European Pravda
- Website type: Online newspaper
- Available in: Ukrainian; Russian; English;
- Headquarters: Ukraine
- Website: www.eurointegration.com.ua
- Commercial: No
- Registration: Not required
- Launched: June 2014

= European Pravda =

Ukrainian online newspaper

European Pravda (Європейська правда) is a Ukrainian online newspaper dedicated to covering Europe, NATO and reforms in Ukraine. The "EP" website was launched in early June 2014. The publication was created by journalists and is run by Serhii Sydorenko and Yurii Panchenko.

== History ==
The idea to establish European Pravda belongs to journalists Serhii Sydorenko and Yurii Panchenko, who lost their jobs after the Kommersant Ukraine newspaper closed. It was planned that European Pravda would become a division of Ukrainska Pravda, but it became independent and was only a partner of Ukrainska Pravda.

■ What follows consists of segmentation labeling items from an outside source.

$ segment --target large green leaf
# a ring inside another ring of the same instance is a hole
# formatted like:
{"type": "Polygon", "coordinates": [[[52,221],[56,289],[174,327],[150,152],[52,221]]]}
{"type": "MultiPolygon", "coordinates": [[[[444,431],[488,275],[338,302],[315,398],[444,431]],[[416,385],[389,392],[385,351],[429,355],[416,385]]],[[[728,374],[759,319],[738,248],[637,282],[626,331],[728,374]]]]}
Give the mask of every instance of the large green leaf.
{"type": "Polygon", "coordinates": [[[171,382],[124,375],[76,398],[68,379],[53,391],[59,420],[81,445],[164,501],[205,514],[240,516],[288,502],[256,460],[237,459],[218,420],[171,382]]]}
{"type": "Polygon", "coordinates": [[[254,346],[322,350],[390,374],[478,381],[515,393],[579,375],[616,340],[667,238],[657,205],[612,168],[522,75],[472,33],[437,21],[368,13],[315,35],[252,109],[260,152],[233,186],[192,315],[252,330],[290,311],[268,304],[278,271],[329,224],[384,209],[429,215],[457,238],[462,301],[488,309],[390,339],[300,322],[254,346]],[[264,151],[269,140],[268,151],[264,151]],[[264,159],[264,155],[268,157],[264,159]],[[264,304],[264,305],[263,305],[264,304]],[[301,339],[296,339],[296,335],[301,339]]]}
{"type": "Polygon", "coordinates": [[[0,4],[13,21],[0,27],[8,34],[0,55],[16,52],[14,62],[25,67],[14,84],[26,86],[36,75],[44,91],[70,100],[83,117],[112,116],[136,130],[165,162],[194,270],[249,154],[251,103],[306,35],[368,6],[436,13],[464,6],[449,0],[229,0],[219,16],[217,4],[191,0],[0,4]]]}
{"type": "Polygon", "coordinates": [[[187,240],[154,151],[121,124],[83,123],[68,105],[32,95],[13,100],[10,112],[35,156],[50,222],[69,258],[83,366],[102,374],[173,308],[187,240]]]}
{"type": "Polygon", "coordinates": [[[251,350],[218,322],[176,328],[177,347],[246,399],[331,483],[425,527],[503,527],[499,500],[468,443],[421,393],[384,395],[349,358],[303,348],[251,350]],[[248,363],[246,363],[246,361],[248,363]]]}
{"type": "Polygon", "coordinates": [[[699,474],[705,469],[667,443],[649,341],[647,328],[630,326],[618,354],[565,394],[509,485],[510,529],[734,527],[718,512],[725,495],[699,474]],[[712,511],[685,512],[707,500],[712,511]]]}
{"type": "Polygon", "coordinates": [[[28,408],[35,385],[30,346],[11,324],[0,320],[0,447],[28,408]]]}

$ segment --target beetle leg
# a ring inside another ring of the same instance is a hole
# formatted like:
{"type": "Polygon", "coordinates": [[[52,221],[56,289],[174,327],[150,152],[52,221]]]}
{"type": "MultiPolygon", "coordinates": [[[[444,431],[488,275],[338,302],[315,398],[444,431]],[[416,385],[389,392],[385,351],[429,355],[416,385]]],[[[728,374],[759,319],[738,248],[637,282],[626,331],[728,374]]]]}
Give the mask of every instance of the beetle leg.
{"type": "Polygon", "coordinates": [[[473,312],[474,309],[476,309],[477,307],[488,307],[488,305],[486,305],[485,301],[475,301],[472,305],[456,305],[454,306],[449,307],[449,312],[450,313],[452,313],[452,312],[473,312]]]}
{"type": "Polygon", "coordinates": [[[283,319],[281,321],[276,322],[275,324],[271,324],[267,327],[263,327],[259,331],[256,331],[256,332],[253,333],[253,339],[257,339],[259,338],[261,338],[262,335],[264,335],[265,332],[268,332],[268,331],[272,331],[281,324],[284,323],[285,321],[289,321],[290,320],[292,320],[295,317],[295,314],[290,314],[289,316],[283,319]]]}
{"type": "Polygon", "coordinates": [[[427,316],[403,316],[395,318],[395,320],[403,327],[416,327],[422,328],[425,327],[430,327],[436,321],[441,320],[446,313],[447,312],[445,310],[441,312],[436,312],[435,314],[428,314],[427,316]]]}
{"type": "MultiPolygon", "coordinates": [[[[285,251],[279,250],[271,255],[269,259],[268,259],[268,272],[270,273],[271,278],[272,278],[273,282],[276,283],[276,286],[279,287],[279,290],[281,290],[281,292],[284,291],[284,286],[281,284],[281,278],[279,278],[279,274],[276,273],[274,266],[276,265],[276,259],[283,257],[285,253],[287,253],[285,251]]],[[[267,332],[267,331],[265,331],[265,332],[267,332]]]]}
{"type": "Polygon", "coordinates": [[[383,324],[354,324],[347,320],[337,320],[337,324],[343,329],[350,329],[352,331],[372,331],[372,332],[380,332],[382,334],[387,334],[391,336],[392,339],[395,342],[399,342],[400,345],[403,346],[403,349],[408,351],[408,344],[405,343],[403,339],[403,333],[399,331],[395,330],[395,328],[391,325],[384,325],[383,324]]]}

The site was launched in early June 2014. The English version was officially launched on January 21, 2022.

== Funding ==
International donors support the project financially, on the proviso that they do not interfere in editorial policy. Financial support was provided by the European Endowment for Democracy, International Renaissance Foundation, Council of Europe, and NATO Public Diplomacy Division (PDD).

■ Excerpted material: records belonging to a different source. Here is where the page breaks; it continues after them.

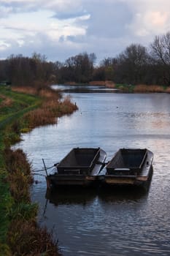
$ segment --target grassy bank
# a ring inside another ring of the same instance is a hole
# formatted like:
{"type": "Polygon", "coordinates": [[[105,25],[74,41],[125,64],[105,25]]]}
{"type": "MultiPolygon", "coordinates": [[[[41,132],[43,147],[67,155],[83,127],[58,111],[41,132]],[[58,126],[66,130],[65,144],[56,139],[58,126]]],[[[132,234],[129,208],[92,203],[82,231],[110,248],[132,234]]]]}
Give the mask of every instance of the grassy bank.
{"type": "Polygon", "coordinates": [[[0,255],[58,255],[57,243],[36,221],[31,202],[31,166],[10,146],[21,132],[56,122],[77,109],[48,88],[0,87],[0,255]]]}
{"type": "MultiPolygon", "coordinates": [[[[70,82],[66,83],[66,85],[77,85],[77,86],[82,86],[82,84],[77,84],[74,82],[70,82]]],[[[115,83],[111,80],[96,80],[96,81],[90,81],[88,84],[88,86],[106,86],[109,89],[115,89],[120,92],[124,93],[170,93],[170,87],[165,86],[158,86],[158,85],[144,85],[144,84],[139,84],[139,85],[133,85],[128,83],[115,83]]]]}

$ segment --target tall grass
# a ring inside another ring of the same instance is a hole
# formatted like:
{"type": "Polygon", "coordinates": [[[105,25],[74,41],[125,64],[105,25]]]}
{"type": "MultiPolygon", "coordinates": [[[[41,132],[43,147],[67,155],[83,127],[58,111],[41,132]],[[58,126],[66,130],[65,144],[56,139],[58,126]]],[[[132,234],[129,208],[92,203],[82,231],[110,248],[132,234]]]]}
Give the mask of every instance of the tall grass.
{"type": "Polygon", "coordinates": [[[3,89],[5,97],[0,101],[7,97],[12,102],[7,109],[1,108],[0,255],[59,255],[53,234],[36,222],[38,206],[31,203],[29,194],[31,165],[21,150],[13,151],[10,145],[20,138],[24,127],[54,124],[58,116],[70,114],[77,107],[68,97],[61,100],[50,88],[14,90],[3,89]]]}
{"type": "Polygon", "coordinates": [[[57,117],[71,114],[77,110],[77,105],[72,103],[69,97],[61,101],[58,97],[50,91],[41,91],[41,95],[42,94],[45,97],[45,100],[41,108],[30,111],[23,116],[23,121],[31,129],[42,125],[55,124],[57,117]]]}
{"type": "Polygon", "coordinates": [[[146,93],[146,92],[164,92],[165,90],[163,86],[154,86],[154,85],[137,85],[134,87],[134,92],[142,92],[142,93],[146,93]]]}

Since June 2016, European Pravda has been co-financed by the European Union. Partial co-financing is provided from the NATO PDD and from advertising revenues. From 2018, the main co-donor of the project is the National Endowment for Democracy (NED), funded from the US Congress budget.

According to the editor, Serhii Sidorenko, "EP" is a non-profit organization, as of February 2021.

== Rating ==
According to a survey of 103 experts in 2021, the online publication covered foreign policy issues the best among Ukrainian mass media.

In December 2021, Serhii Sydorenko won the National Award "High Standards of Journalism – 2021" in the category "For a sustainable, high-quality media project / product."